具交替噻吩與苯環之九環平面梯狀分子於高效能高分子太陽能電池之應用

Abstract

我們成功的設計和合成出具交替噻吩與苯環之九環平面梯狀分子thienyl- phenylene-thienylene-phenylene-thienyl (TPTPT)，其分子結構是利用碳原子將鄰近的噻吩與苯環以共價鍵的方式連結起來，形成含有四個環戊烷之交替噻吩與苯環九環平面梯狀分子。 具有堅硬及平面性之 Br-TPTPT 與不同的電子受體 benzothiadiazole (BT)、quinoxaline (QX)、pyrrolopyrroledione (DPP)、thieno[3,4-b] thiophene (TT)、thienopyrroledione (TPD) 在鈀金屬的催化下進行 Stille Coupling 聚合反應，可成功合成出一系列之隨機型共軛高分子材料 r-PTPTPTQX11、r-PTPTPTQX12、r-PTPTPTTPD11、r-PTPTPTTPD12、r-PTPTPTTT11、r-PTPTPTTT12，隨機型共軛高分子材料的優勢在於可藉由控制電子施體與電子受體比例的不同，來調整分子內電荷轉移的效應，藉此增加光學吸收的強度以達到較理想的吸收特性。 再者，將 Sn-TPTPT 與電子受體 BT、QX、DPP、TT、TPD 反應，可合成出一系列之交替型共軛高分子材料PTPTPTBT、PTPTPTQX、PTPTPTDPP、PTPTPTTPD、PTPTPTTT，交替型共軛高分子材料的優勢則在其結構是由電子施體與電子受體交替而成，在排列上較為規則，也因此會有較好的堆疊，可有效增進電荷遷移率以達較高光電流之特性。 PTPTPTBT 及 PTPTPTQX 因併有堅硬且高平面性之 TPTPT ，並於濕式製程上具有理想的溶解度，且擁有適當的HOMO、LUMO能階及低能隙、高電荷遷移率，致使此兩材料在光電轉換效率上能達到 5.3 % 和 4.2 % 。最為重要的， PTPTPTBT/PC71BM 應用於反結構可達到光電轉換效率 5.9 % ，此研究成果為目前文獻中，低能隙材料應用於反結構中效率最高之材料。

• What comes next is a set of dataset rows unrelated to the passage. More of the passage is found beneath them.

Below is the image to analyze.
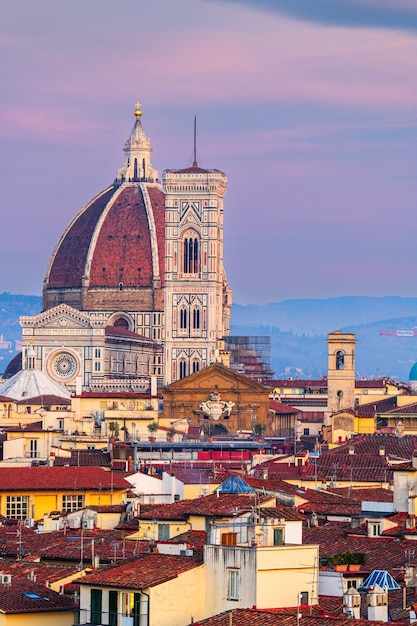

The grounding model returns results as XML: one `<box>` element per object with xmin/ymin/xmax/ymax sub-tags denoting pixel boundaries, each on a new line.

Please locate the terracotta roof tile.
<box><xmin>0</xmin><ymin>467</ymin><xmax>131</xmax><ymax>492</ymax></box>
<box><xmin>80</xmin><ymin>553</ymin><xmax>201</xmax><ymax>589</ymax></box>
<box><xmin>0</xmin><ymin>568</ymin><xmax>75</xmax><ymax>613</ymax></box>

We have successfully designed and synthesized a ladder-type multifused thienyl-phenylene-thienylene-phenylene-thienyl (TPTPT) unit where each thiophene ring is covalently fastened with the adjacent benzene rings by a carbon bridge, forming four cyclopentadiene rings embedded in a nonacyclic structure. The rigid and coplanar Br-TPTPT building block was copolymerized with electron-deficient acceptors, benzothiadiazole (BT), quinoxaline (QX), pyrrolopyrrole-dione (DPP), thieno[3,4-b] thiophene (TT), and thienopyrroledione (TPD) via Stille polymerization. By varying the feed ratio of the monomers, a new class of random copolymers r-PTPTPTQX11, r-PTPTPTQX12, r-PTPTPTTT11, r-PTPTPTTT12, r-PTPTPTTPD11, r-PTPTPTTPD12 with tunable optical and electronic properties were prepared. On the other hand, a series of alternating copolymers PTPTPTBT, PTPTPTQX, PTPTPTDPP, PTPTPTTT, PTPTPTTPD were also prepared by reacting Sn-TPTPT with BT, QX, DPP, TT, TPD acceptors, respectively. PTPTPTBT and PTPTPTQX copolymers incorporating this rigidified and coplanar TPTPT units simultaneously possess excellent solubilities for solution-processability, low bandgaps with suitable position of HOMO/LUMO energy levels, and high hole mobilities, leading to promising PCEs of 4.1% and 5.3%, respectively. Most significantly, the PTPTPTBT/PC71BM-based device with inverted architecture achieved an impressively high PCE of 5.9%. This value represents the highest efficiency ever reported among the inverted solar cells incorporating a D-A type LBG polymer.